A geração 991 foi lançada em 2011, apresentando-se como um dos maiores saltos em termos de desenvolvimento na história do 911. Quase 90% de todos os componentes foram de desenho completamente novo ou sofreram evoluções substanciais.
Fruto de uma carroçaria com construção mais leve feita em compósito de alumínio e aço, foi a primeira vez que um novo 911 foi mais leve que o seu antecessor. O chassis, que beneficiou de uma distância entre eixos 100 milímetros mais longa do que no modelo que substituiu, podia ser equipado com o sistema de estabilização da inclinação– Porsche Dynamic Chassis Control (PDCC) – e definiu novos padrões em termos de comportamento dinâmico.

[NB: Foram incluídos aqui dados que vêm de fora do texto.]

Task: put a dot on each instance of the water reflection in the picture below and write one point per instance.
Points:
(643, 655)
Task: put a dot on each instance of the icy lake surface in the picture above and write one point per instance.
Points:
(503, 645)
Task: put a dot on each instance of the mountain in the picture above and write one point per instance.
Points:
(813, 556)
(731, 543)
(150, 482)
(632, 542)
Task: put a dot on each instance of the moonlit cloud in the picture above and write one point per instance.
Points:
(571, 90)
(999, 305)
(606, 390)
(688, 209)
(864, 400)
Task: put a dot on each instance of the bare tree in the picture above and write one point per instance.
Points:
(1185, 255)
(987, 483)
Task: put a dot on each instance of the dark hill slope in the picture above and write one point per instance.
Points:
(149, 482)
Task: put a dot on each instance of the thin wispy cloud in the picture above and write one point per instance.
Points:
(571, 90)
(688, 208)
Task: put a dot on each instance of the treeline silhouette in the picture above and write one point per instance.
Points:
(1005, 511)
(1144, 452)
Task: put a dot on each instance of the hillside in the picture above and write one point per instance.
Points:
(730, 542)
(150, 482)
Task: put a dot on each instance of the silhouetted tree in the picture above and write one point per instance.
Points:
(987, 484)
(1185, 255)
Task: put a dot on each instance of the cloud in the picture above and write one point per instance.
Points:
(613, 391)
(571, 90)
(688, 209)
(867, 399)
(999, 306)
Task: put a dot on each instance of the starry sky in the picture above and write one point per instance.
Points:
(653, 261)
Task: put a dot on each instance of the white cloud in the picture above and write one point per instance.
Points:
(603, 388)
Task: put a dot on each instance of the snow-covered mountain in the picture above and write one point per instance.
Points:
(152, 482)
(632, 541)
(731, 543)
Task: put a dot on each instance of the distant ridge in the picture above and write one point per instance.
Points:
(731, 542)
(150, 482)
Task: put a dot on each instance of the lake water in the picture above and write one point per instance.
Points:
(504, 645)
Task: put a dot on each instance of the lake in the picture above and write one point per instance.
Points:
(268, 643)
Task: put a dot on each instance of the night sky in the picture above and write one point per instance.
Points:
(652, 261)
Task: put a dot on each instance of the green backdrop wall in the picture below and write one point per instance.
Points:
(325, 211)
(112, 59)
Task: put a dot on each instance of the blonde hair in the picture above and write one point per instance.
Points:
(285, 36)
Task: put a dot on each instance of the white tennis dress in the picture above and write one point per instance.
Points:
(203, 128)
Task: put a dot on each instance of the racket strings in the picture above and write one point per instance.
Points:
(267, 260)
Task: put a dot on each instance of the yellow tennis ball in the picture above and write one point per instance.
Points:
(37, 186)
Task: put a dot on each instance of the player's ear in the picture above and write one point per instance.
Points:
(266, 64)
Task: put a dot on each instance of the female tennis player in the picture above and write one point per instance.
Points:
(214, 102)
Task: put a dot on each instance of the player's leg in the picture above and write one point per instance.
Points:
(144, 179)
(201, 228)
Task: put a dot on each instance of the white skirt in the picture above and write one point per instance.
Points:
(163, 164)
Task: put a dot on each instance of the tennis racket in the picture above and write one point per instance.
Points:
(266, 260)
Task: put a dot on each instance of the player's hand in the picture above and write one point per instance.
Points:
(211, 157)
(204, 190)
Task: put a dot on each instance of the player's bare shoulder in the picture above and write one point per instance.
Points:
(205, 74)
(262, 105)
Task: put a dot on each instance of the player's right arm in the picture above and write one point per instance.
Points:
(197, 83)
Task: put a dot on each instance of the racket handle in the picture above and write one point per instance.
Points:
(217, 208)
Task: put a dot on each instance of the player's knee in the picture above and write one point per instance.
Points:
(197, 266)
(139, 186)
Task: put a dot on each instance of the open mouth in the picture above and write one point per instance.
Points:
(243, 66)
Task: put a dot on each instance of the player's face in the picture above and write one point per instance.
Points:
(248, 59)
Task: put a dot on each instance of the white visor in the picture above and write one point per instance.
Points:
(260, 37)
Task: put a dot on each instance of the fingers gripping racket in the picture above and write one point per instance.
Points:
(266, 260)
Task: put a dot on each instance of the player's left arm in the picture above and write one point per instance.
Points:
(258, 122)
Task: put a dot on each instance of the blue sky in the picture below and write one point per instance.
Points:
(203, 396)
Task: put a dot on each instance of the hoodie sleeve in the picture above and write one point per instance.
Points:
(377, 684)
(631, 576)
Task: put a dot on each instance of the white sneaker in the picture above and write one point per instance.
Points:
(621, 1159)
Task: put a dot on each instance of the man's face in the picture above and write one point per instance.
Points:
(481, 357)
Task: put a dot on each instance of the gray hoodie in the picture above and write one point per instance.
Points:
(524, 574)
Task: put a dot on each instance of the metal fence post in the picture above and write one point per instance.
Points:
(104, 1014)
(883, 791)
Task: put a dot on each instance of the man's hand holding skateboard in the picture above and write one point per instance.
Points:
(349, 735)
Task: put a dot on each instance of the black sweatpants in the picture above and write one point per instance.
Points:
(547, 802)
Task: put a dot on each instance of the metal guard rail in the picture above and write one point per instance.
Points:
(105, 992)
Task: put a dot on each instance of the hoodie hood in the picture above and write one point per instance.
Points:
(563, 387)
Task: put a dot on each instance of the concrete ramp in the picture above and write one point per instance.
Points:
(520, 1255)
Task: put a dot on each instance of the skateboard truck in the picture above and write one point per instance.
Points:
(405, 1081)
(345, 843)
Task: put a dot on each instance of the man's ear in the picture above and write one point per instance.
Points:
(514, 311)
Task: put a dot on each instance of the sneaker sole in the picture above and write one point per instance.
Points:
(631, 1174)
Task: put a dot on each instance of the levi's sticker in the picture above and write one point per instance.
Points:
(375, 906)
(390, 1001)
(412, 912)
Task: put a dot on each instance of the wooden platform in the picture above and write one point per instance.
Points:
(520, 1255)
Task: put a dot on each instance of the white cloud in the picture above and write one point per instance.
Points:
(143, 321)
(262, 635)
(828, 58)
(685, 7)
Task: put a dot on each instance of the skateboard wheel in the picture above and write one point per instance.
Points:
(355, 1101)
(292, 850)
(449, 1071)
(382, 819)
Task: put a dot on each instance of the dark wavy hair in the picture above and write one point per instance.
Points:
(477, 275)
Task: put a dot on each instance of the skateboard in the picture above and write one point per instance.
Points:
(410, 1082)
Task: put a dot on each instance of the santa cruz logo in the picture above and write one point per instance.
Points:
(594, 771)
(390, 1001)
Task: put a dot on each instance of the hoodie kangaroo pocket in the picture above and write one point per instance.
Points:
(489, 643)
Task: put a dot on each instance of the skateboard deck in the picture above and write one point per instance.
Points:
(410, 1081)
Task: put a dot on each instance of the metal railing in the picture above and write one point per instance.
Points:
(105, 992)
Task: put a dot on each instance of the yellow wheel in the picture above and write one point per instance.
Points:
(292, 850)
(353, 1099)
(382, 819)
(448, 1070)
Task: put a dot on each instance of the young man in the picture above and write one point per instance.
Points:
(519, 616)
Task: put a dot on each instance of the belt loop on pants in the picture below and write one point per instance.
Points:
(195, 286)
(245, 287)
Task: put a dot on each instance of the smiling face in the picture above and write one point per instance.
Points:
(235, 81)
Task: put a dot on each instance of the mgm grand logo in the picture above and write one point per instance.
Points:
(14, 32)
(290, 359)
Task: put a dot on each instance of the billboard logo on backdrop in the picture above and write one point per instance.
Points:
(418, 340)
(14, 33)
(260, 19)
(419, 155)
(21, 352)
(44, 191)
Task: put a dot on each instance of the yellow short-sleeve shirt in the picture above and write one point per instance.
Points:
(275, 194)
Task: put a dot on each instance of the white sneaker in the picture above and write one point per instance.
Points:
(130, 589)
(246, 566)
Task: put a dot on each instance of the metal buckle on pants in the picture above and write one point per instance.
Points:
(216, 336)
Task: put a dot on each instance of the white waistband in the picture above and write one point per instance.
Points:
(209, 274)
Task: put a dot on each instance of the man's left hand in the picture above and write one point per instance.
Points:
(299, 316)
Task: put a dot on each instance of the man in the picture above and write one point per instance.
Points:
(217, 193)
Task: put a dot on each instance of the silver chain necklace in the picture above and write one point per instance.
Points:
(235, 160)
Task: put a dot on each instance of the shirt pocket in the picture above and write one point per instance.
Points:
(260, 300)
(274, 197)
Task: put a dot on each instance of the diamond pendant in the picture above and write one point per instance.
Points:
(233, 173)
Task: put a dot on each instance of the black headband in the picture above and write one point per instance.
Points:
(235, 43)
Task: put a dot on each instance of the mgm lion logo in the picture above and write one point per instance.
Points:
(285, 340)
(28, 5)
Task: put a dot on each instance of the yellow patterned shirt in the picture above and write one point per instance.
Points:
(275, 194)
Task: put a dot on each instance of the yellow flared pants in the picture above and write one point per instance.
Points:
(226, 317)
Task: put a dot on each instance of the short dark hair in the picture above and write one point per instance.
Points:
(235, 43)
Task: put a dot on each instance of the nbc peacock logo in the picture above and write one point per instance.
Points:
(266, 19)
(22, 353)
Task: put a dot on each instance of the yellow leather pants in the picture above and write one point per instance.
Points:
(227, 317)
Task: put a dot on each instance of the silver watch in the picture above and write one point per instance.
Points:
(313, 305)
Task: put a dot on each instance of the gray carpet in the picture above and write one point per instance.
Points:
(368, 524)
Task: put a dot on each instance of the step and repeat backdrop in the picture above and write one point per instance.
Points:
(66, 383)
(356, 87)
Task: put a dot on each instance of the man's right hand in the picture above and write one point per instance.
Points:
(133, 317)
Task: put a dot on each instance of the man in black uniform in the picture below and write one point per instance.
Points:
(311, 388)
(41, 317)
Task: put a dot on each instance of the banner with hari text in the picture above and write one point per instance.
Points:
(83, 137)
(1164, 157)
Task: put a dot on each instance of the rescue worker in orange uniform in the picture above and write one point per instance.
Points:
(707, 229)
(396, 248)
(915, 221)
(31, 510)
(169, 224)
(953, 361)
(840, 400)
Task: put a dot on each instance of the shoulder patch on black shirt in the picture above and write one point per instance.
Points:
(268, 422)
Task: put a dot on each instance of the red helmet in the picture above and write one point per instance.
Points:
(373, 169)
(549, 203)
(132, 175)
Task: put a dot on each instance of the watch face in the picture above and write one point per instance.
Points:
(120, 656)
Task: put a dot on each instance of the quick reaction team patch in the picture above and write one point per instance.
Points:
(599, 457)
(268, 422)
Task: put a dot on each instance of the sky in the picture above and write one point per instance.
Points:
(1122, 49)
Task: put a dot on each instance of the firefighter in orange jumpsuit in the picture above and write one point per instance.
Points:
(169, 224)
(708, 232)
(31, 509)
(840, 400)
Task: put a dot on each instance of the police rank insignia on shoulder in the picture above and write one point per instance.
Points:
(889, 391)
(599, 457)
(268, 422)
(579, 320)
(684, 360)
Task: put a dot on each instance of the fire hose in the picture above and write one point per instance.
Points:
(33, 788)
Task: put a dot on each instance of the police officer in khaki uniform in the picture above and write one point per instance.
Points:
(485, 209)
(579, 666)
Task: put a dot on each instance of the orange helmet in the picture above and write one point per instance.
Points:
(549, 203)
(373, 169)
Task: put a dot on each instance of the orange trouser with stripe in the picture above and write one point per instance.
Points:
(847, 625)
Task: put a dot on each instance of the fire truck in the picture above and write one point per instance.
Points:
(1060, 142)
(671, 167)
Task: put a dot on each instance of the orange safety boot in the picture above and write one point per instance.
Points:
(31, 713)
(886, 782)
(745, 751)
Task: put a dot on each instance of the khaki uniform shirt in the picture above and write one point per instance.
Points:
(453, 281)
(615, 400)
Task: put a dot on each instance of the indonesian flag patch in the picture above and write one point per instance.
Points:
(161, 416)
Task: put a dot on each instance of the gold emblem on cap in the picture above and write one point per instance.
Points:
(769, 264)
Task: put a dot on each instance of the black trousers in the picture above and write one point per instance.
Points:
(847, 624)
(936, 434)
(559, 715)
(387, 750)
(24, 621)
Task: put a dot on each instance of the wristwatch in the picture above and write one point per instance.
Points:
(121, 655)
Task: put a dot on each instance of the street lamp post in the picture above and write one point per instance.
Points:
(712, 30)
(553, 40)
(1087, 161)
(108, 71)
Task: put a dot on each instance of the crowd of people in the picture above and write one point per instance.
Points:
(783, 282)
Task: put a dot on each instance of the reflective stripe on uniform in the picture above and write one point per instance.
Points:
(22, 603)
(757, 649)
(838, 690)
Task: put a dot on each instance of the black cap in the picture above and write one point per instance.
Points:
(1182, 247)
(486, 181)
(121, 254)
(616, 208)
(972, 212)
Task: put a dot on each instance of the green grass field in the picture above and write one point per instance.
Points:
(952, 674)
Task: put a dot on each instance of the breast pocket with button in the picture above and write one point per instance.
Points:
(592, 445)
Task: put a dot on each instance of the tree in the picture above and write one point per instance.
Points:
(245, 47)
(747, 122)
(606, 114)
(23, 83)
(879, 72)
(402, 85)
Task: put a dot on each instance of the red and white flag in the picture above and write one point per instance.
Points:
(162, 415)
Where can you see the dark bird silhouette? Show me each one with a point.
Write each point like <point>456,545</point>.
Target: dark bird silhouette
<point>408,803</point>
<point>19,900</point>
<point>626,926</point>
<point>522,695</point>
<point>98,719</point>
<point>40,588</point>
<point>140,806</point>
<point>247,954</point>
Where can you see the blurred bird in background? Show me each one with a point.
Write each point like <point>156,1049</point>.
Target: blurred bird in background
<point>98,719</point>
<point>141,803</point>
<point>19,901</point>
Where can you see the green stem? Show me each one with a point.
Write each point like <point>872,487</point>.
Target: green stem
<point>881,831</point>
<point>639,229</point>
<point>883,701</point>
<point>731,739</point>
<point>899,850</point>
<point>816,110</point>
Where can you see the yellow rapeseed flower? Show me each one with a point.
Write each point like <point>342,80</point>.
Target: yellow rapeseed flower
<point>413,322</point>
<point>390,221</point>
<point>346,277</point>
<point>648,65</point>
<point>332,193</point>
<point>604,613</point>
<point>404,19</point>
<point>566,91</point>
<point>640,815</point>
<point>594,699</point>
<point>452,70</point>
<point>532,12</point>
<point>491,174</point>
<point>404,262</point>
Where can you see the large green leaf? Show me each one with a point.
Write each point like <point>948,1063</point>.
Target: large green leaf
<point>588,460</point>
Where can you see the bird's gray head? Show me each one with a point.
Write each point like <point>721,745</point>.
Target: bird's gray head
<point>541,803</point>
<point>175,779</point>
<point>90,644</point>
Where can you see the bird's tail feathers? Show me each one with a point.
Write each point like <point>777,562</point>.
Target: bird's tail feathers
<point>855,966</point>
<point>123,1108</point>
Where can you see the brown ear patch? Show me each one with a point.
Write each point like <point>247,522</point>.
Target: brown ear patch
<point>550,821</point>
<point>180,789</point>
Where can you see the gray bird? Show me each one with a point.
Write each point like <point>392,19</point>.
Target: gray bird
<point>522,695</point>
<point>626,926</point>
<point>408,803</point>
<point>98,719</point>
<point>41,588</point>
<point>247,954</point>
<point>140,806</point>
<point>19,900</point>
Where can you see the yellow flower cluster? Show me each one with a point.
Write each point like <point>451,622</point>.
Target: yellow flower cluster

Na primavera de 2012 seguiu-se o Cabriolet com outra inovação. Com a capota fechada, os arcos de magnésio tornaram possível obter uma curva de tejadilho do estilo coupé nunca antes vista, com uma silhueta mantida mesmo em velocidades elevadas. O novo 911 Targa, que chegou no final de 2012, foi igualmente espetacular. Como o lendário Targa original, o novo modelo apresentou o caraterístico arco ao invés de pilares B. Com o premir de um botão, contudo, a secção dianteira do tejadilho pode ser movida automaticamente e guardada na traseira.
As inovações continuaram com o 911 Turbo, o qual foi o primeiro a ter aerodinâmica ativa e motores turbo com filtro de partículas na gama 911 Carrera.
A geração 991 provou também ser a base ideal para modelos especiais e automóveis desportivos radicais. A Porsche celebrou o 50.º aniversário do seu automóvel desportivo de culto em 2013 com um modelo exclusivo e limitado, do qual apenas foram produzidos 1.963 exemplares.
Em 2016, o 911 R, com o seu motor atmosférico de 500 CV, evocou a memória do automóvel de competição aprovado para estrada, com o mesmo nome, de 1967. Dois outros automóveis desportivos puristas com antecessores clássicos fizeram a sua estreia em 2017: o desportivo 911 T e o desportivo de elevadas prestações, o 911 GT3 Touring package.

O 911 um milhão foi também produzido como parte da geração 991: tal como o primeiro 911 de Ferry Porsche, o modelo comemorativo e não disponível para venda foi pintado em “Irish Green” e revestido em pele com bancos Pepita. No mesmo ano, a Porsche Exclusive Manufaktur apresentou o 911 Turbo S Exclusive Series com 446 kW (607 CV) e a espetacular pintura em Amarelo Ouro.
E ainda havia mais: a mais rápida e mais poderosa tecnologia alguma vez vista num 911 para estrada apareceu em 2017 na forma dos 515 kW (700 CV) do 911 GT2 RS. Uns meses mais tarde, seguiu-se a versão com motor atmosférico. O 911 GT3 RS utiliza um chassis de competição e um motor atmosférico de quatro litros e 382 kW (520 CV), combinando de forma perfeita a estrada e a pista.
Mesmo a tempo do 70.º aniversário dos automóveis desportivos Porsche, o 911 Speedster incorporou as virtudes originais da Porsche: construção ligeira, eficiência, pureza e prazer de condução – entregues por um motor atmosférico de quatro litros com 375 kW (510 CV), caixa manual de seis velocidades e um chassis de alta performance.

O bilugar não foi apenas a última variante da geração 991, tornando-se também agora o último modelo desta geração a ser produzido. Tal como seu antepassado e arquétipo, o Porsche 356 No. 1 Roadster de 1948, será embaixador do Museu Porsche.